The parts to a self-watering container are:
- Two 5-gallon buckets (preferably BPA-free, food safe buckets)
- One 3″ atrium drain
- One 20″ length of PVC pipe (preferably rated safe for drinking water)
Very young children and other preoperational learners do best with simple labels for new things. Therefore, we suggest that you teach the following terms:
The best way to teach these concepts is to have the parts cut and ready for assembly before introducing them to your learner. If you intend to build out more than one self-watering bucket container with your learner, then arrange the parts in order for an “assembly line” process that starts with putting the upper bucket into the reservoir bucket, then is followed by putting in the drain and pipe.
Begin by showing the parts to your learner and modeling the names, such as with, “Look at the buckets! Oooh, here’s a drain! And, look at this pipe!” Emphasize the terms being taught and use them repeatedly while working with your learner, such as with, “I’m putting two buckets together. Now I’m putting in a drain.

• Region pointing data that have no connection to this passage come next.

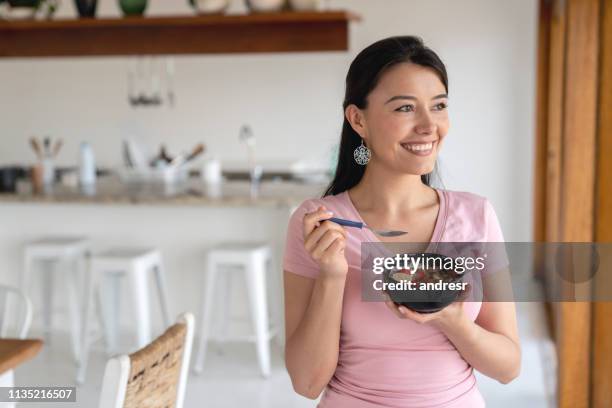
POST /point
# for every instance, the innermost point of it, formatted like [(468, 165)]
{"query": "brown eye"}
[(441, 106), (405, 108)]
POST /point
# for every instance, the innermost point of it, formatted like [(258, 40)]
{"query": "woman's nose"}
[(425, 124)]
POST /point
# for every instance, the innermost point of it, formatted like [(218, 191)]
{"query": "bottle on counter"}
[(87, 165)]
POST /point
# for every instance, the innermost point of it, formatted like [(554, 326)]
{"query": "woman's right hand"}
[(325, 241)]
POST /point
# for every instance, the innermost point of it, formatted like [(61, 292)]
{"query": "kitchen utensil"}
[(265, 5), (133, 7), (9, 176), (305, 5), (57, 146), (211, 171), (358, 224), (424, 301), (47, 146), (86, 8), (36, 147), (87, 165), (209, 6), (184, 158), (170, 80)]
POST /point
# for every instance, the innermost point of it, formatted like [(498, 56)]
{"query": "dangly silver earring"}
[(362, 154)]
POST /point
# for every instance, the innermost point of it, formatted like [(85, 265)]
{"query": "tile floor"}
[(231, 378)]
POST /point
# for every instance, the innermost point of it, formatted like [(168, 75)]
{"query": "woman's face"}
[(406, 119)]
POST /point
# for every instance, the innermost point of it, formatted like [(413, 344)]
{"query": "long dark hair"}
[(363, 75)]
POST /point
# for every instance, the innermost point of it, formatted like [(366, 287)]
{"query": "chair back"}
[(15, 313), (154, 376)]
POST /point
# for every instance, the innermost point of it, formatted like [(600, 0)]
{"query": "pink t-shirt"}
[(385, 361)]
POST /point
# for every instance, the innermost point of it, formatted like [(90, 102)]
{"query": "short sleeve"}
[(494, 238), (295, 257)]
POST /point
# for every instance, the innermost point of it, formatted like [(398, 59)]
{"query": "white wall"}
[(293, 101)]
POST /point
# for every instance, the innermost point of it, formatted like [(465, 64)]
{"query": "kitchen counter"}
[(110, 190)]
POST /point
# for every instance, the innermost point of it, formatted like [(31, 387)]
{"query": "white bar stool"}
[(252, 258), (108, 268), (58, 254)]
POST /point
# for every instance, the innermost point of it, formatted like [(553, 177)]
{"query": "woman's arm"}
[(313, 307), (490, 344)]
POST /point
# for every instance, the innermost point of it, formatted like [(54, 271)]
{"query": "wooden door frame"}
[(572, 199)]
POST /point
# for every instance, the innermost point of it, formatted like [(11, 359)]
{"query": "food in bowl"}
[(424, 290)]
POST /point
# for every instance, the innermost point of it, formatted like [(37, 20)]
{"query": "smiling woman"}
[(369, 354)]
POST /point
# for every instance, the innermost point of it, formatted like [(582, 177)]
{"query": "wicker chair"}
[(152, 377)]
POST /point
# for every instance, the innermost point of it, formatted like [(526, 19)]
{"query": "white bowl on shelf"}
[(265, 5), (210, 6), (166, 175), (306, 5)]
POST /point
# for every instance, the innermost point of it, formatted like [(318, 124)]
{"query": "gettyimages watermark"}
[(434, 274)]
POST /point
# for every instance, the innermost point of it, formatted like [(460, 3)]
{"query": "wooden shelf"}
[(249, 33)]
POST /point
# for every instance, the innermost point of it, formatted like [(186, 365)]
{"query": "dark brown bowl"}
[(424, 301)]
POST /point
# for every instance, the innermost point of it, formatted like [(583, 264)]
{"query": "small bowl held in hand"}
[(423, 301)]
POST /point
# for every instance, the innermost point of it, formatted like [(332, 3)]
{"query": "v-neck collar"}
[(438, 227)]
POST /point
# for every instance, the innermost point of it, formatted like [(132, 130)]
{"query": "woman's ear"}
[(356, 118)]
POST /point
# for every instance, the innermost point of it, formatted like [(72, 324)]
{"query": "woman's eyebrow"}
[(410, 97)]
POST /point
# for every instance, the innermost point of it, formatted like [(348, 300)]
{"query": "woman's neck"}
[(390, 194)]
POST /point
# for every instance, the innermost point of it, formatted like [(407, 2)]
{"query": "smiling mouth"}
[(419, 149)]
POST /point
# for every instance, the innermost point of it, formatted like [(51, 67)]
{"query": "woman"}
[(370, 354)]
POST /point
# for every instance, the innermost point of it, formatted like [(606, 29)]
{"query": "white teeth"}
[(421, 147)]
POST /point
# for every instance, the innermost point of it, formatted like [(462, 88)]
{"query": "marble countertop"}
[(110, 190)]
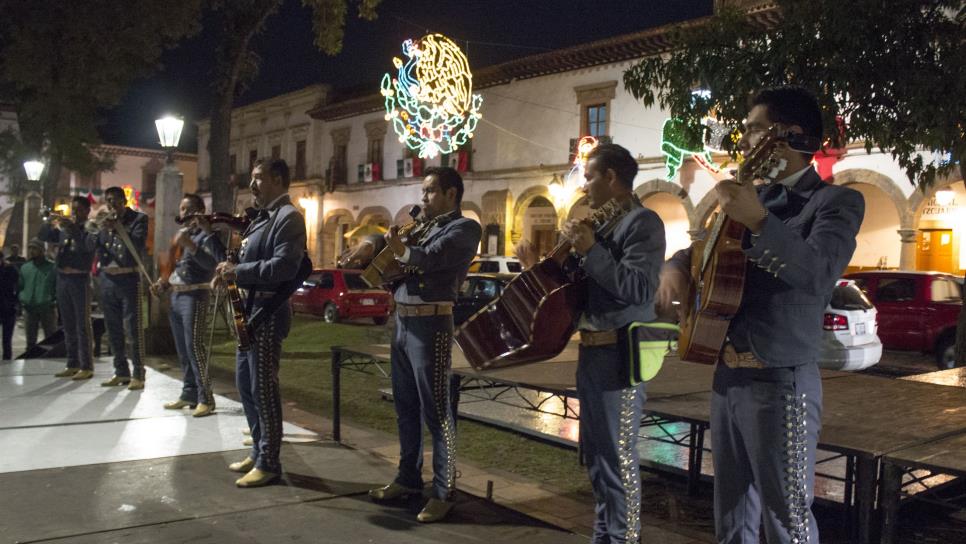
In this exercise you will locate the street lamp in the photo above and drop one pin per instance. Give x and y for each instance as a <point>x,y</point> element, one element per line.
<point>34,169</point>
<point>169,131</point>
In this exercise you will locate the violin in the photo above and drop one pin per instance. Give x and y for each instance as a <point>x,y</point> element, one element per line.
<point>235,222</point>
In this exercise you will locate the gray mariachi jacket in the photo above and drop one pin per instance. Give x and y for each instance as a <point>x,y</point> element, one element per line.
<point>622,272</point>
<point>442,258</point>
<point>75,246</point>
<point>272,248</point>
<point>199,267</point>
<point>110,248</point>
<point>806,242</point>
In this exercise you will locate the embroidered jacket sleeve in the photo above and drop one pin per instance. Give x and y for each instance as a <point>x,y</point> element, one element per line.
<point>814,262</point>
<point>287,246</point>
<point>634,277</point>
<point>450,249</point>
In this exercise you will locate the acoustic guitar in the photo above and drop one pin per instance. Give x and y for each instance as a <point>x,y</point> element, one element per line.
<point>384,269</point>
<point>718,264</point>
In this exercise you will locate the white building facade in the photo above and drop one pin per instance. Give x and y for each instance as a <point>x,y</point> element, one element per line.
<point>516,166</point>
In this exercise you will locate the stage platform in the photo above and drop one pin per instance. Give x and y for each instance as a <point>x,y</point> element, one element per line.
<point>84,463</point>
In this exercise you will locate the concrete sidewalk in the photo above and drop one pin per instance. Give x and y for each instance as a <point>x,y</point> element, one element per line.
<point>84,463</point>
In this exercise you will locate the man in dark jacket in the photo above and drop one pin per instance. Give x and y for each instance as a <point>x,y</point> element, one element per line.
<point>8,304</point>
<point>766,405</point>
<point>421,349</point>
<point>37,293</point>
<point>75,253</point>
<point>122,293</point>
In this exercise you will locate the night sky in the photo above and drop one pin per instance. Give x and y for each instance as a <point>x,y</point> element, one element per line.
<point>489,31</point>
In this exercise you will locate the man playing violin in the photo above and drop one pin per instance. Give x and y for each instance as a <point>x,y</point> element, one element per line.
<point>767,393</point>
<point>122,295</point>
<point>201,250</point>
<point>273,246</point>
<point>621,279</point>
<point>423,340</point>
<point>75,254</point>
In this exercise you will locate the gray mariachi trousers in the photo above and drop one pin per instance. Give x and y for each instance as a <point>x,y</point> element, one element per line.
<point>189,323</point>
<point>610,418</point>
<point>764,431</point>
<point>74,303</point>
<point>421,358</point>
<point>256,376</point>
<point>123,299</point>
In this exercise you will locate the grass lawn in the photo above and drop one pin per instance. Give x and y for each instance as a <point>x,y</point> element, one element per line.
<point>306,379</point>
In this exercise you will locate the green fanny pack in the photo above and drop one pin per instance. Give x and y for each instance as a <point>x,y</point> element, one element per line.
<point>642,349</point>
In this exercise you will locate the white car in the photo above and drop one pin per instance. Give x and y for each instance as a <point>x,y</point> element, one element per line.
<point>496,264</point>
<point>849,340</point>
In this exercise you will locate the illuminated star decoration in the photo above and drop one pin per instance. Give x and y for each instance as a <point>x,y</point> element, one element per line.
<point>678,143</point>
<point>584,146</point>
<point>430,101</point>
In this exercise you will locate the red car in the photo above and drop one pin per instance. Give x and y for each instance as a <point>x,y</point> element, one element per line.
<point>917,310</point>
<point>337,294</point>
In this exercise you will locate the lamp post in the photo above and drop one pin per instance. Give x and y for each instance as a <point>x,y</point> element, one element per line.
<point>167,199</point>
<point>32,200</point>
<point>34,169</point>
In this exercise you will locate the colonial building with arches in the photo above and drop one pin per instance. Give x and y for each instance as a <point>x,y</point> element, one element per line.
<point>358,178</point>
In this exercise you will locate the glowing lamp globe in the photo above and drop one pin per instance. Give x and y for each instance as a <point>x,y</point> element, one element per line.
<point>34,170</point>
<point>169,131</point>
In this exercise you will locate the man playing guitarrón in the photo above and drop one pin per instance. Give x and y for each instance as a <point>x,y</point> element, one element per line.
<point>273,246</point>
<point>767,393</point>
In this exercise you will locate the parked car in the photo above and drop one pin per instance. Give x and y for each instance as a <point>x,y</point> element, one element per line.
<point>849,340</point>
<point>917,310</point>
<point>476,292</point>
<point>496,265</point>
<point>337,294</point>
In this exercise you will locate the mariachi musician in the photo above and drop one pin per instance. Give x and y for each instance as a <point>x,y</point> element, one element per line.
<point>122,296</point>
<point>766,406</point>
<point>201,250</point>
<point>273,246</point>
<point>421,349</point>
<point>75,254</point>
<point>621,279</point>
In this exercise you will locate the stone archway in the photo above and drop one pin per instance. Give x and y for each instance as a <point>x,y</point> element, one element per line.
<point>377,215</point>
<point>331,234</point>
<point>402,216</point>
<point>876,245</point>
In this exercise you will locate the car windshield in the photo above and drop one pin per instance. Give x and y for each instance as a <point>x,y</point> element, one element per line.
<point>946,290</point>
<point>849,297</point>
<point>312,280</point>
<point>354,282</point>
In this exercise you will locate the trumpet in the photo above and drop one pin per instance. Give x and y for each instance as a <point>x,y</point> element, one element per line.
<point>96,223</point>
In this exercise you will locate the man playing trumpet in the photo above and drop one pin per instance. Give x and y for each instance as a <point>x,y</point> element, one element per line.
<point>201,250</point>
<point>75,253</point>
<point>121,291</point>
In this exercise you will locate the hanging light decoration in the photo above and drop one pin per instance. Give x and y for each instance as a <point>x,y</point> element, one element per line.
<point>430,102</point>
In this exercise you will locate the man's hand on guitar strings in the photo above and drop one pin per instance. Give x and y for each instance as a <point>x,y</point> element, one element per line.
<point>740,203</point>
<point>580,234</point>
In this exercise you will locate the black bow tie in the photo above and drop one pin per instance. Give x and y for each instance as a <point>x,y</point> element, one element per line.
<point>775,197</point>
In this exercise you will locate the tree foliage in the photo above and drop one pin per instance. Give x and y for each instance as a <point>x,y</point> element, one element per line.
<point>893,70</point>
<point>237,65</point>
<point>62,62</point>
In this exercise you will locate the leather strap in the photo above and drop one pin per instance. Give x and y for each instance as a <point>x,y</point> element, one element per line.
<point>734,359</point>
<point>423,310</point>
<point>598,338</point>
<point>116,270</point>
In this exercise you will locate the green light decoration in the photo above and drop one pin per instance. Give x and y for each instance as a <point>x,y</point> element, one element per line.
<point>430,102</point>
<point>678,142</point>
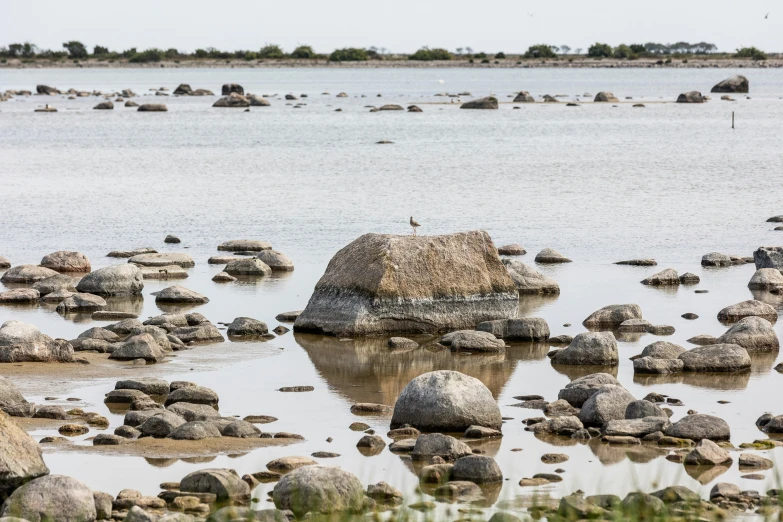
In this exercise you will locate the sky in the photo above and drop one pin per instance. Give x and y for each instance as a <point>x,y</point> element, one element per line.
<point>400,26</point>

Now I’m putting in a pipe!”
Once you have assembled the first container, proceed to assemble the second with your learner’s help. Ask your learner to hand you a bucket, a drain, and a pipe. At first, he/she may not understand, but touch each object and call it by name while directing your learner’s attention towards the object you are naming. You may need to establish eye contact first to make sure you have your learner’s attention, but move quickly because the attention span of a preoperational learner can be fleeting at best.
You can rehearse having your learner hand you different parts upon request until he/she grasps which name goes with which object.